DISCLAIMER: Any written content contained herein should be viewed strictly as analysis & opinion and not in any way as investment advice. Visitors to this site are encouraged to conduct their own due diligence.

Palo Alto Networks (PANW) reported another strong print today, highlighted by yet another beat and raise quarter. Specifically, Q4/2022 (quarter end-July) revenues of $1.55B beat consensus estimates calling for $1.543B while adjusted EPS of $2.39 topped internal estimates between $2.26-$2.29 and consensus expectations calling for $2.28. These results come on back of the previous quarter’s blowout financials when on May 22nd we highlighted our high conviction (link here). That said, the Q4 revenues represented an increase of 27% y/y and reached the upper end of the previously announced guidance range. More specifically, the Product segment posted revenues of $408.1M, representing y/y growth of 20% while billings grew by a whopping 44% y/y to reach $2.69B (the highest point achieved in four years and topping consensus calling for $2.33B). Though gross margins (impacted during the quarter by increased shipping and logistics costs) of 73.2% were slightly below consensus estimates looking for 73.8%, operating margins amounted to 20.8%, topping consensus estimates looking for 20.4%.

In terms of guidance, Q1/2023 revenues are seen between $1.535B-$1.555B representing a y/y increase of 23%-25% while total quarterly billings are now seen between $1.68B-$1.70B representing a y/y increase of 22%-23%. For fiscal FY/2023, initial estimates were announced ahead of consensus expectations: total revenues are seen between $6.85B-$6.90B while total billings are expected between $8.95B-$9.05B. Internally, the BOD authorized and additional $915M for share repurchases thus increasing the remaining authorization for future share repurchases to $1.00B, expiring by December 31, 2023. Additionally, the BOD also approved a 3:1 stock split for September 14.

Versus a basket of defensive tech peers, note that PANW is up +2.0% YTD while all peers are down - Cisco Systems (CSCO) is down -23.2%, Juniper Networks (JNPR) is down -17.8%, Crowdstrike Holdings (CRWD) is down -6.3%, Ciena Corporation (CIEN) is down -29.5% and Arista Networks (ANET) is down -12.7%. Note that YTD the S&P is down -13.2%. Rebased performance since 2020 can be seen below:

Building upon its three-platform strategy, Palo Alto Networks is clearly solidifying its dominant position following its shift to cloud. The currently near 60,000 enterprise firewall customers will provide a solid platform for cross selling additional product offerings and services.
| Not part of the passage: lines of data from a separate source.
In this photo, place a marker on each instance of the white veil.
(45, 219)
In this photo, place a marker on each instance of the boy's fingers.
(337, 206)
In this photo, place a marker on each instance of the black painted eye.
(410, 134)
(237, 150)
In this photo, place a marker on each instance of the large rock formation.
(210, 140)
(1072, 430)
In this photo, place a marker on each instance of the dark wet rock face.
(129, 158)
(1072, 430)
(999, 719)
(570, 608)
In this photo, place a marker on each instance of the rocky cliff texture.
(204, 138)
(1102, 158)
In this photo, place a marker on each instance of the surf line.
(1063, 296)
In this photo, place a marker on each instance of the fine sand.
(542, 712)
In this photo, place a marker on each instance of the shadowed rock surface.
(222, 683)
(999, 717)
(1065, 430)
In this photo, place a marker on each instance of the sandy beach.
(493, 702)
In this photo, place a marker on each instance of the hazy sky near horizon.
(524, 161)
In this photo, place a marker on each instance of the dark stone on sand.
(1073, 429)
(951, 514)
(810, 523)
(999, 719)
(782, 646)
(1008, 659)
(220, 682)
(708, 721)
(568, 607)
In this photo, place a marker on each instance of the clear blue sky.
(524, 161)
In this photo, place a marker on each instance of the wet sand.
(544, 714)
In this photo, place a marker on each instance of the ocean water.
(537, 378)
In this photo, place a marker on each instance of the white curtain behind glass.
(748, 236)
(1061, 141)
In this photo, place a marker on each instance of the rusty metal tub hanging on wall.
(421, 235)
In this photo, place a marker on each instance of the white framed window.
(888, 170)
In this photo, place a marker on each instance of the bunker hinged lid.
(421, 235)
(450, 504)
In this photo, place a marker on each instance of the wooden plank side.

Management specifically highlighted 1,240 active customers spending $1.0M+ per year compared to 986 active customers last year. Despite an uncertain macro backdrop, tailwinds such as cyber security and enterprise spend are poised to provide tailwinds for the years ahead. We believe that the company is poised to dominate the cybersecurity landscape for years to come.